Hold on for a moment. Let's back up a check out this recommendation. I have a 32+ inch draw and shoot both 70 and 72 inch bows. You are not going to find any low, or even moderate cost 27 inch risers. There is no market for them. There are a few companies that make them. Plus there are a few extra long ILF limbs out there. Unless you have a really long draw length, and have been shooting long enough to warrant that type of bow, then 72 inches is probably a reach. Send us your experience, height and draw length. Also, a bit about your coach. Is this someone who teaches at a shop or a someone who coaches higher end archers? It does not take much to get a coaching certification. You can get level one in a day, and level two in a weekend.

I also shoot a 70 inch longbow. I have heard that you can't get longer than that because of the fiberglass strips that are used. I am not sure this is true. I heard it while I was looking for mine. I have a board bow that is about 75 inches long, but then, pulling a board 32 inches is pretty frightening so you want the bow that is as long as possible.


----------



## grantmac (May 31, 2007)

Only Border makes long ILF risers in wood.

However I believe Greattree makes a 70" wood bolt down in the lower price bracket.

Grant


----------



## Hank D Thoreau (Dec 9, 2008)

Grant,

The longest I have seen is 68 inches, but there may be something out there that I am unaware of. I was told by a bowyer and retail seller that companies stay away from 70 inch entry level bows due to the difficulty of making them straight at that price point.


----------



## Hank D Thoreau (Dec 9, 2008)

Grant, are you referring to the AppleX ILF bow by Greatree? There are other metal riser ILF bows at the entry level end that are 70 inches.


----------



## steve morley (Dec 24, 2005)

http://www.rudiweick.de/

Rudi Weick makes 70" wood bows (Spirit Recurve for 390 Euros), he makes quality bows and his limbs were used on the original Stolid Bull, Black Thunder


----------



## Viper1 (Aug 21, 2003)

DDD - 

If your coach recommended that length bow, which riser did he/she recommend? 

Based on that length, can we assume your looking for a target bow?
If so, there's a reason why few manufactures are offering wood at that length. 

Sorry, you haven't really provided enough information about "you" (like draw length) and what you plan on doing with the bow for us to make any kind of recommendations, without making a lot of assumptions first. For example you may have Olympic dreams or want something pretty to hang on the wall and shoot on alternate Sundays.

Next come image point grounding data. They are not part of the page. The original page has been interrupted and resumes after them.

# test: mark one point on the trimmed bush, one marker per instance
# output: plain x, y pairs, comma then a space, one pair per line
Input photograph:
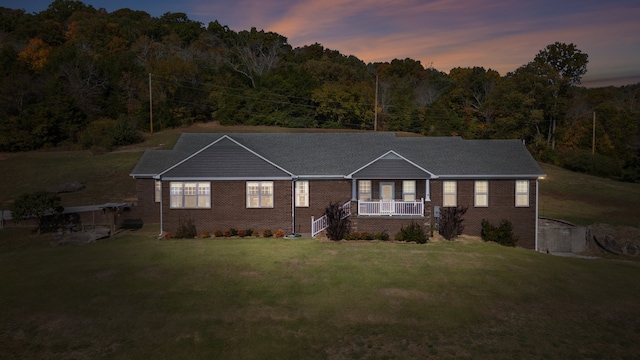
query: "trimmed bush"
383, 236
338, 224
186, 229
352, 236
502, 234
366, 236
451, 221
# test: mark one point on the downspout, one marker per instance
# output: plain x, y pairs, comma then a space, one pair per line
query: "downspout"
293, 207
161, 188
537, 206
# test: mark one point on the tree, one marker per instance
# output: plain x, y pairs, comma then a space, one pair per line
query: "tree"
36, 205
568, 60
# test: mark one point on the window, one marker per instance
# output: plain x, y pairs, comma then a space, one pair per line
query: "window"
364, 190
449, 194
190, 195
482, 193
158, 194
302, 193
409, 190
522, 193
260, 194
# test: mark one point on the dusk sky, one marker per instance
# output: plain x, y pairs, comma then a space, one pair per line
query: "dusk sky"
495, 34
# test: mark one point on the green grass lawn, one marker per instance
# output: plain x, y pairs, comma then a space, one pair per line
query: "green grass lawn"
585, 199
135, 297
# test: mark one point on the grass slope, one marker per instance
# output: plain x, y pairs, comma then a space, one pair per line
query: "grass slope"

The more information you give, the better the replies.

Viper1 over.


----------



## vinfoto (Feb 23, 2010)

Have a look at nanino they make awesome custom handles up tot 25"

Nanino.at (Austria Europe)


----------



## pipcount (Oct 9, 2012)

I did a worksheet on google docs, found risers like discussed above and others, put a synopsis together. Considering releasing the doc so folks could directly see and modify...


----------



## woof156 (Apr 3, 2018)

vinfoto said:


> Have a look at nanino they make awesome custom handles up tot 25"
> 
> Nanino.at (Austria Europe)


Hol e tol edo is that a riser or is it art?? Wonder how that shoots, a carved riser?? Cost??


----------



## arbor (Feb 3, 2017)

Crazy looking!


----------



## BrightRodger (Jul 23, 2014)

This is a great thread.. I'm trying to find a wooden bow I can shoot off the shelf in a longer length for string walking stability. I only have a 27.5" draw length so a 68 or even possibly a 66" might still allow stable arrow flight even with a pretyt large crawl.


----------